Germán Froto y Madariaga

Tú te preguntarás: ¿qué relación tienen Jorge Luis Borges e Ignacio Manuel Altamirano? Posiblemente ninguna. De hecho a unos años del fallecimiento de éste nació el otro. Pero ambos fueron escritores y ambos, por distintos motivos, me llevaron a escribir hoy estas líneas para ti.

En su obra: “Navidad en las montañas”, Altamirano afirma: “la noche se acercaba tranquila y hermosa: era el 24 de diciembre; es decir: que pronto la noche de Navidad cubriría nuestro hemisferio con su sombra sagrada y animaría a los pueblos cristianos con sus alegrías íntimas. ¿Quién que ha nacido cristiano y que ha oído renovar cada año, en su infancia, la poética leyenda del Nacimiento de Jesús, no siente en semejante noche avivarse los más tiernos recuerdos de los primeros días de la vida?”.

El guerrerense tenía razón. En la Navidad se avivan los más tiernos sentimientos y sea con intención o sin ella volvemos a los años de la infancia; al tiempo en que todo era alegría y felicidad; en los que tú y yo nos aferrábamos al encanto y la magia de una noche única en el año.

En el cuento titulado Ulrica, Borges (el inigualable Georgie), de entrada sostiene: “mi relato será fiel a la realidad o, en todo caso, a mi recuerdo personal de la realidad, lo cual es lo mismo”. Y aquí es donde el mexicano y el argentino se hermanan en estas líneas, porque intentaré narrar un fragmento de aquellas nuestras Navidades de acuerdo “a mi recuerdo personal de la realidad”, que siguiendo a Borges, al final de cuentas equivale a lo mismo.
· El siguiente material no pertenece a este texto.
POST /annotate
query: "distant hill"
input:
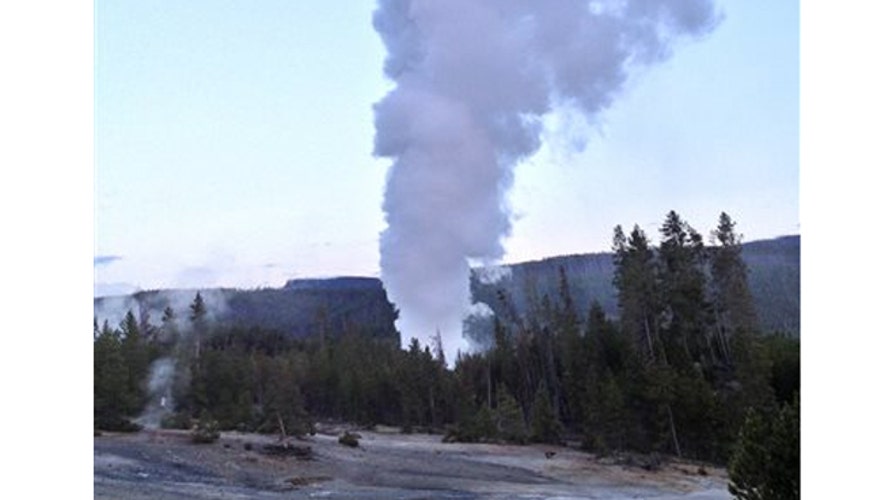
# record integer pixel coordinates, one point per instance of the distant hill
(774, 279)
(301, 308)
(305, 307)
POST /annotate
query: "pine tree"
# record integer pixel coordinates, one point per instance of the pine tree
(766, 460)
(509, 418)
(682, 285)
(635, 278)
(732, 302)
(546, 427)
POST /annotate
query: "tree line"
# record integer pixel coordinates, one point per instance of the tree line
(684, 370)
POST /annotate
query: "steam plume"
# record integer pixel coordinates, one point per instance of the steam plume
(474, 80)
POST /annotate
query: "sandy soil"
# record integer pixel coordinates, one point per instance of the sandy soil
(166, 465)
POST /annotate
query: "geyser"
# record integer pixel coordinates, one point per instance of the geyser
(474, 80)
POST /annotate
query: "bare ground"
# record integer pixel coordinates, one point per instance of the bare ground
(157, 464)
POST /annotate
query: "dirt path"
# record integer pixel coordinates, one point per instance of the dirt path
(166, 465)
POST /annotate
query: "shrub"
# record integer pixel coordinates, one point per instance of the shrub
(206, 431)
(766, 459)
(349, 439)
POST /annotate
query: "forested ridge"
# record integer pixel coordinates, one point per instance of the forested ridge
(683, 368)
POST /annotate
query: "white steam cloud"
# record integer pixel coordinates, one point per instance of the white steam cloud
(474, 82)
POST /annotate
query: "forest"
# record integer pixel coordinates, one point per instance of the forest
(684, 370)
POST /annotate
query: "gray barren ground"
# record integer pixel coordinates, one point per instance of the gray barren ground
(166, 465)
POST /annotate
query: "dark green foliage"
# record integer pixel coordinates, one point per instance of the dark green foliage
(509, 418)
(178, 420)
(207, 430)
(765, 464)
(773, 280)
(546, 428)
(121, 358)
(349, 439)
(784, 354)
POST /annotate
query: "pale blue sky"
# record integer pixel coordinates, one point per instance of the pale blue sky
(233, 143)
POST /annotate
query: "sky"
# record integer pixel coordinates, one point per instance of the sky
(233, 144)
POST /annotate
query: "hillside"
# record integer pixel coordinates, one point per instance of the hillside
(301, 308)
(306, 307)
(774, 279)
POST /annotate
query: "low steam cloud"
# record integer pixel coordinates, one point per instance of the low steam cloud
(474, 80)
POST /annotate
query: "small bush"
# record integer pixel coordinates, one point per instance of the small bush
(349, 439)
(206, 431)
(179, 420)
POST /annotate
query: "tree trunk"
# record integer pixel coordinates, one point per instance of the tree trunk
(672, 427)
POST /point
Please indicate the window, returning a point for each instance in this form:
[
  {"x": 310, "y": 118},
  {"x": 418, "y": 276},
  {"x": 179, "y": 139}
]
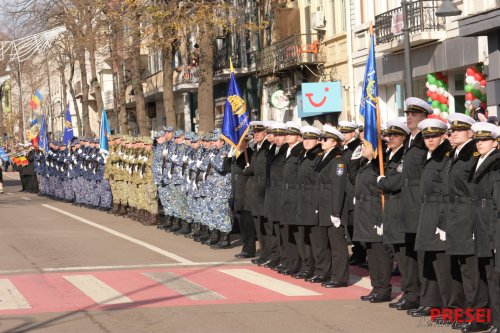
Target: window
[{"x": 331, "y": 10}]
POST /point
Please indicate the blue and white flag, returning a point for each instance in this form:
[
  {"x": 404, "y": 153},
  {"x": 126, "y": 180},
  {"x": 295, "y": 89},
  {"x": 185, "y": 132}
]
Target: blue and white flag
[
  {"x": 369, "y": 95},
  {"x": 104, "y": 133},
  {"x": 235, "y": 123},
  {"x": 43, "y": 139},
  {"x": 68, "y": 127}
]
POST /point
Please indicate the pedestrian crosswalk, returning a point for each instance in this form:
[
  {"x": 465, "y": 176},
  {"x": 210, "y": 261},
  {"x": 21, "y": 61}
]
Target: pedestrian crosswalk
[{"x": 167, "y": 287}]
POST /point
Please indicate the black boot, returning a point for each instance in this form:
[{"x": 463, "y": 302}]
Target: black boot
[
  {"x": 184, "y": 225},
  {"x": 187, "y": 230},
  {"x": 162, "y": 222},
  {"x": 204, "y": 234},
  {"x": 169, "y": 221},
  {"x": 224, "y": 242},
  {"x": 175, "y": 226},
  {"x": 215, "y": 237},
  {"x": 195, "y": 230}
]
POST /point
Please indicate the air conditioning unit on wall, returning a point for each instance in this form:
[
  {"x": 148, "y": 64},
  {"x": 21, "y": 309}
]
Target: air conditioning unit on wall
[{"x": 318, "y": 20}]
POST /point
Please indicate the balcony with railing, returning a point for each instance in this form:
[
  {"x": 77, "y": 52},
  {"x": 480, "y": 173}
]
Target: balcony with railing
[
  {"x": 423, "y": 23},
  {"x": 187, "y": 79},
  {"x": 293, "y": 51},
  {"x": 243, "y": 61}
]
En mi caso, te lo he contado, después de cenar sin lujos pero opíparamente, mi abuela paterna, mi Totó, se encargaba de mantenernos encerrados en el último cuarto de la pequeña casa de la Degollado, mientras mis padres platicaban con algunos familiares en lo que a mí me parecía una interminable charla de sobremesa.

Si abríamos ligeramente la puerta de la recámara, desde ahí se podía divisar el árbol de Navidad colocado oportunamente en la sala de la casa y de esa forma nos percatábamos si ya había llegado el Niño Dios.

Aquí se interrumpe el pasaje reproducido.